The gravitational attraction in the radial direction at an altitude of 500 m above the highest point of the comet (in my reference frame), which is located around -120 degree longitude and +40 degree latitude.
I calculated the radial attraction (mGal is 1/100000 m/s^2, so very small) at 500 meters altitude above the comets highest point (in my reference frame). On Earth the radial gravity is dominant and doesn't vary that much, because of its spheroid shape, but here you even got negative radial gravity field, which is quite fascinating, or I am doing something wrong.

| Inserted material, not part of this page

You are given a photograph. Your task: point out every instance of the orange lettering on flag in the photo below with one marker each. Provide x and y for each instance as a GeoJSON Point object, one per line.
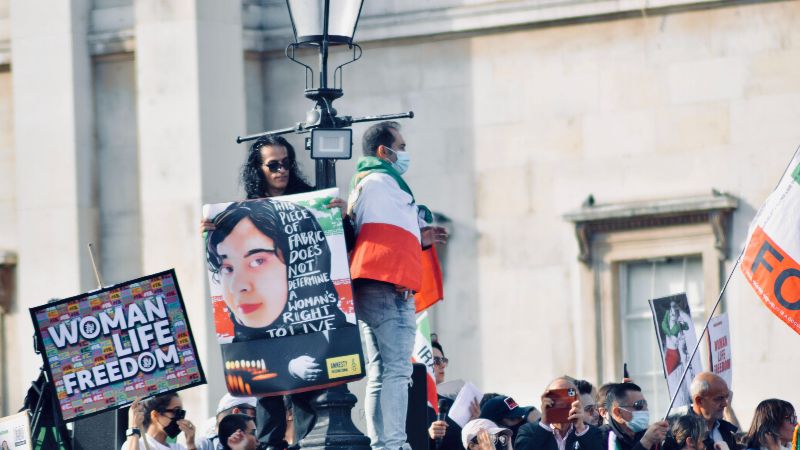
{"type": "Point", "coordinates": [775, 277]}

Doubting my quick computing skills, I also plotted the magnitude of the total gravity vector.

Magnitude of the gravity vector felt at 500 m altitude.
Luckily there was no negative gravity, but in the southern area of the comet the gravity was quite low. At close distance the gravity field of a comet fluctuates very rapidly. You have to stop thinking in Earth or planet terms. To fly a satellite in this kind of environment is very tricky. I wish the Operations team at ESA a lot of success and hopefully they have a better representation of the gravity field (in a better reference frame) than I have.